Memori Ginola memutar ulang semua rezim latihan khusus yang berlangsung selama beberapa hari ke belakang. Dalam tidurnya, ia dapat mendengar suara sang pelatih, Rustam Adrianto meneriakkan perintah, instruksi, hingga yang terakhir adalah ‘alarm’ setiap delapan detik selama sparring di tepi pantai. Dahi sang kapten berkerut saat suara lantang Rustam bergema di kepalanya.
“Delapan! Rebut!”
Ginola tersentak, kemudian memijit pelan dahinya. Rustam telah menanamkan aturan delapan detik yang serupa dengan taktik dari boss Borusia Dortmund, Jurgen Klopp. Jika mengingat betapa menyebalkan sesi latih-tanding terakhir itu, ia hanya bisa menghela napas. Namun metode tersebut efektif mendisiplinkan para pemain, dan membuat setiap pergerakan lebih efektif. Ginola menatap ke luar jendela.
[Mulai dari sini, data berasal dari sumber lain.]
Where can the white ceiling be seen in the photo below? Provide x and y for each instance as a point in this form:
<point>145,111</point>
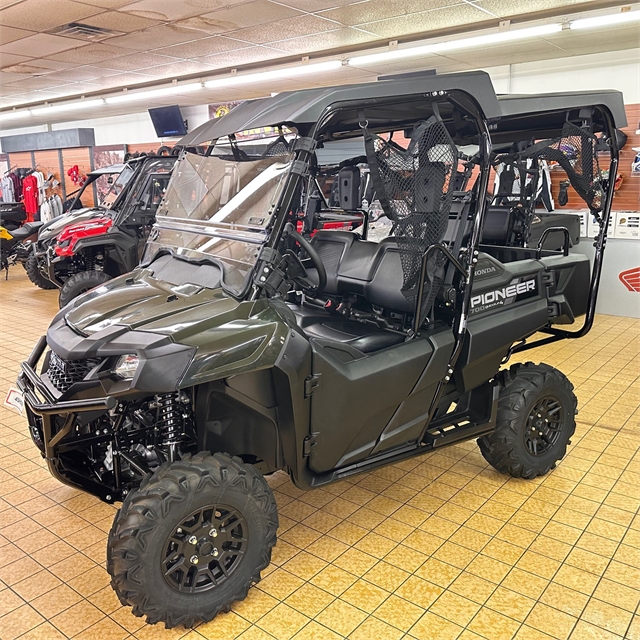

Mereka sudah hampir memasuki salah satu daerah yang dipenuhi bangunan pertokoan dan pasar, menandakan bahwa pusat kota sudah dekat, dan berikutnya adalah halaman sekolah mereka, SMA Negeri Sam Ratulangi.
***
Di saat siswa lain berkutat dengan soal-soal di lembar kerja individual mereka, dan sebagian lainnya menahan kantuk di tengah-tengah ceramah guru yang memuakkan, tiga orang siswa bertubuh tegap berdiri di bawah terik matahari, di atas hamparan hijau lapangan sepak bola. Satu di antara mereka mengenakan sepasang sarung tangan dan bandana hitam dengan logo menyerupai huruf W di sisi kanan, dan tiga garis diagonal di bagian kiri. Penuh percaya diri, sosok itu berdiri menghadapi dua lawan latih tandingnya, memunggungi jaring gawang yang sudah compang-camping di beberapa bagian. Peluh membasahi sekujur tubuh si penjaga gawang itu, sementara lutut dan betisnya menampakkan ruam merah, serpih rumput dan beberapa lecet ringan. Bola berserakan di sisi luar gawang dan dekat mistar di kanan dan kiri. Tak satu pun masuk.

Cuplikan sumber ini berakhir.